Allí estaban las dos alas del edificio; allí estaba el jardín; allí estaban las faldas de Lowood; allí estaba el horizonte montañoso.
Mi mirada pasó por alto todos los demás objetos para posarse en los más lejanos, los picos azules; eran esos los que ansiaba superar; todo lo que quedaba dentro de su límite de roca y brezo parecía terreno de prisión, confines de destierro.

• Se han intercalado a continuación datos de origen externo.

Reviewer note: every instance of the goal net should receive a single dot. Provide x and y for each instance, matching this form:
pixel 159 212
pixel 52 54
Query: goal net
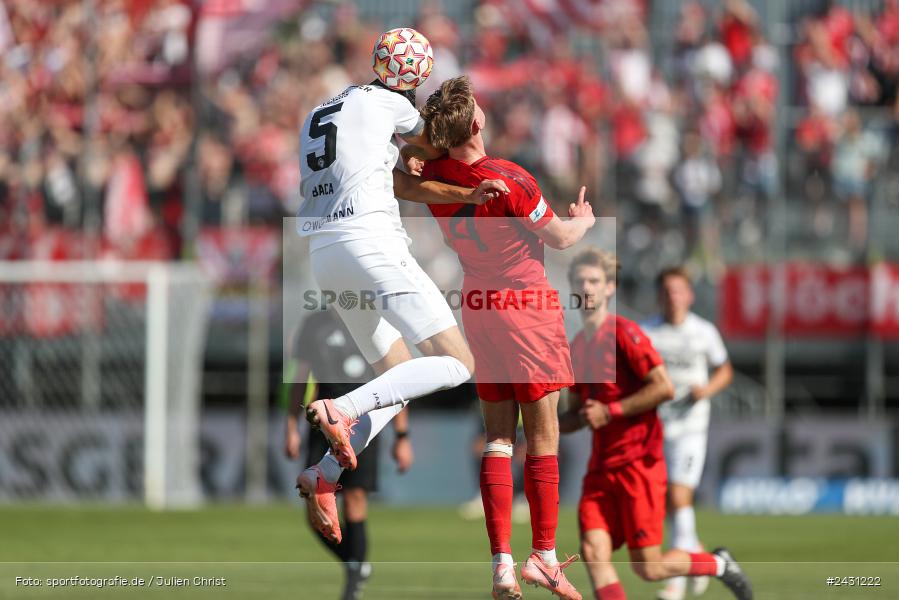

Seguí con la vista el camino blanco que serpenteaba alrededor de la base de una montaña y se desvanecía en un desfiladero entre dos; ¡cómo anhelaba seguirlo más allá!
Recordé el tiempo en que había recorrido aquel mismo camino en carruaje; recordé el descenso de aquella colina al atardecer; una eternidad parecía haber transcurrido desde el día que me trajo por primera vez a Lowood, y no lo había abandonado desde entonces.
Mis vacaciones las había pasado todas en la escuela: la señora Reed nunca me había mandado a buscar a Gateshead; ni ella ni ningún miembro de su familia habían venido a visitarme jamás.
No había tenido comunicación alguna por carta o recado con el mundo exterior:
- normas escolares,
- deberes escolares,
- hábitos y conceptos escolares, y voces, y rostros, y frases, y atuendos, y preferencias, y aversiones—eso era lo que yo conocía de la existencia.